1.Dough: Whisk together flour, sugar and salt in a large bowl (or pulse in a food processor). Blend in butter with your fingertips or a pastry blender (or pulse) until mixture resembles coarse meal with some roughly pea-size butter lumps. Beat together yolks and 3 tablespoon water with a fork and stir into flour (or pulse) until incorporated.

2. Gently squeeze a small handful of dough: If it doesn’t hold together, stir (or pulse) in 1 tablespoon more water. Do not overwork dough or pastry will be tough.

3. Turn out dough onto a lightly floured surface and gently gather together. Divide in half, forming each into a 4-inch square. Wrap in plastic wrap and chill until firm, at least 1 hour or up to two days.

4. Filling: Cut off peel, including white pith, from orange with a sharp knife and finely chop. (Reserve fruit for another use.) Put peel in a 2-quart heavy saucepan, then fill with water. Add salt and bring to a boil; boil, uncovered, 10 minutes. Drain.

5. Bring granulated sugar and 3/4 cup water to a boil in saucepan over medium-high heat, stirring until sugar has dissolved; cover for one minute to wash down any sugar crystals from side of pan. Add peel to syrup and gently simmer, uncovered, until peel begins to turn translucent and syrup is reduced to about 2/3 cup, 20 to 30 minutes.
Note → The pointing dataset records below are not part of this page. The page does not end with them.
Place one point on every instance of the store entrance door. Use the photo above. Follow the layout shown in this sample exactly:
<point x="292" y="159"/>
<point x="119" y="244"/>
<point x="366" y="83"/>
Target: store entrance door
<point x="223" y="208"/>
6. Drain peel in sieve set over a bowl, reserving 3 tablespoon syrup. Stir together peel, reserved syrup and pistachios. Let cool (can be refrigerated for two days).

7. To make cookies, heat oven to 375°F. Roll out 1 piece of dough on a floured surface with a floured rolling pin into a 15 x 12-inch rectangle. Cut out 16 to 20 rounds with a 3-inch round cookie cutter. Put a scant teaspoon filling on each round, then brush edge lightly with water and fold pastry over filling to form a half-moon. Press edges to seal. Shape each into a crescent by pushing a finger against middle of flat side.

8. Bake 1 inch apart on an ungreased baking sheet until golden, 15 to 20 minutes. Let cool 2 minutes on the sheet, then gently toss warm cookies in confectioners' sugar to coat generously. Transfer cookies to a rack to cool completely. Repeat with remaining dough, rerolling scraps once.

Why do all the things that are such a pain to make have to taste so, so delicious?

4 comments:

hmstrjam said...

guap guap!

christine said...

If only you knew how hard Ancient Orange made me laugh. It was only after that I noticed Pecan Do It, despite the fact that I'd read Pecan Do It's accompanying post.

Why you are not a bazillionaire is beyond me. Headline writing skill is a lost art.

Camille said...

I think it is all the effort that makes them taste better! These look really delicious and I'm a big fan of anything that will leave powdered sugar on my fingers!